Optimum functioning of the placenta is not only important for foetal development during pregnancy but placental dysfunction is also associated with an elevated risk of developing various diseases in adulthood. As part of a new review, Claudia Gundacker from the Institute of Medical Genetics and Isabella Ellinger from the Institute of Pathophysiology and Allergy Research are analysing which methods and model systems are suitable for studying toxin-induced placental dysfunction.

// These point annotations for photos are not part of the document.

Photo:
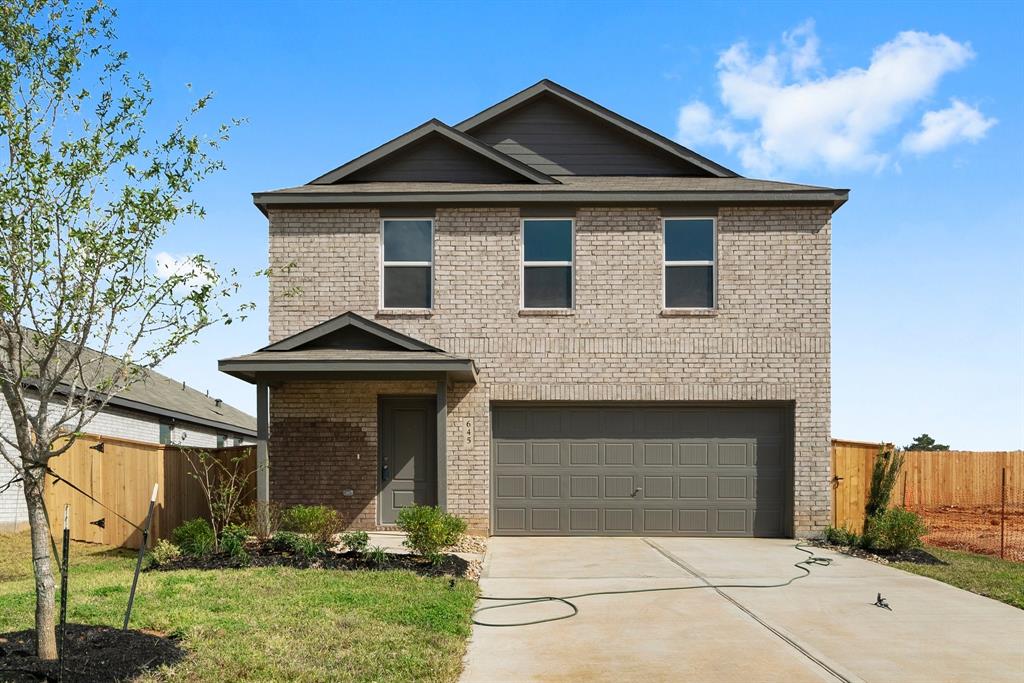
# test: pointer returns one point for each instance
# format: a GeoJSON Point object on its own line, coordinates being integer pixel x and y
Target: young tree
{"type": "Point", "coordinates": [926, 442]}
{"type": "Point", "coordinates": [85, 191]}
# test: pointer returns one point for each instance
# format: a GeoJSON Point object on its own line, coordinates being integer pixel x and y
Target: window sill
{"type": "Point", "coordinates": [404, 312]}
{"type": "Point", "coordinates": [546, 312]}
{"type": "Point", "coordinates": [689, 312]}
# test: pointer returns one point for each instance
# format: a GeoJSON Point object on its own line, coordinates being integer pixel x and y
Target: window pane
{"type": "Point", "coordinates": [407, 241]}
{"type": "Point", "coordinates": [407, 287]}
{"type": "Point", "coordinates": [547, 287]}
{"type": "Point", "coordinates": [689, 287]}
{"type": "Point", "coordinates": [689, 241]}
{"type": "Point", "coordinates": [547, 240]}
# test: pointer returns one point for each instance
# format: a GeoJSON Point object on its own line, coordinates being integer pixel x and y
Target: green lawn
{"type": "Point", "coordinates": [986, 575]}
{"type": "Point", "coordinates": [264, 624]}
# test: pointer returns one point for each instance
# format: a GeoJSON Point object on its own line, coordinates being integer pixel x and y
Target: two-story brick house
{"type": "Point", "coordinates": [550, 321]}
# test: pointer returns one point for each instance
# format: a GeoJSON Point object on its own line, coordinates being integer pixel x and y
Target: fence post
{"type": "Point", "coordinates": [1003, 517]}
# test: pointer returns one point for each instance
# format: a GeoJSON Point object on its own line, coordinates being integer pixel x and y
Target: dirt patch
{"type": "Point", "coordinates": [976, 529]}
{"type": "Point", "coordinates": [914, 555]}
{"type": "Point", "coordinates": [93, 653]}
{"type": "Point", "coordinates": [261, 555]}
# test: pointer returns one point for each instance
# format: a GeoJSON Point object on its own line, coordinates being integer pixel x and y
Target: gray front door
{"type": "Point", "coordinates": [640, 470]}
{"type": "Point", "coordinates": [408, 455]}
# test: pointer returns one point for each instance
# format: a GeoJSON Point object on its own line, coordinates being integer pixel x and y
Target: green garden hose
{"type": "Point", "coordinates": [804, 565]}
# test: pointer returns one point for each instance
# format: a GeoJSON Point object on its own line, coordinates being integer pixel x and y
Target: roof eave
{"type": "Point", "coordinates": [462, 370]}
{"type": "Point", "coordinates": [433, 127]}
{"type": "Point", "coordinates": [836, 198]}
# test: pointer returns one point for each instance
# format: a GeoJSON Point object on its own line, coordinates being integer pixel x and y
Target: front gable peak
{"type": "Point", "coordinates": [434, 152]}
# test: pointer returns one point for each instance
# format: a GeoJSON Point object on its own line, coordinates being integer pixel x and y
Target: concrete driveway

Toxic loads during pregnancy can have serious consequences for reproductive health. Adverse Outcome Pathways (AOPs) are a relatively new and important concept in risk assessment. The main aim is to link toxicity mechanisms with harmful effects (e.g. excessively low birthweight) for regulatory purposes by describing a causal relationship between exposure and adverse outcome.
With their systems biology approach, AOPs require information about all organisational levels, from the molecular level through the subcellular, cellular and organ level right through to the whole organism (e.g. person) and populations. The placenta performs the functions of the foetal organs such as liver and kidneys until these are fully functional and can therefore close an important gap on the organ level. It is the only human organ that is available, either following an elective termination or following birth, and can therefore be studied experimentally. In vitro and ex vivo studies of the placenta are an excellent complement to the results of environmental studies on pregnant women, new-born babies and infants. Taken together, epidemiological, clinical and experimental data can cover all information levels required for the development of new AOPs and to supplement existing AOPs in the context of reproductive toxicity and beyond.
Gundacker and Ellinger have published a review article on the status of the research. A short introduction on the placental structure, placental development and pregnancy-related diseases is followed by a discussion of the placenta models available, their peculiarities and limitations. Finally, the use of placental research in the development of AOPs is presented with the aid of an illustrative example.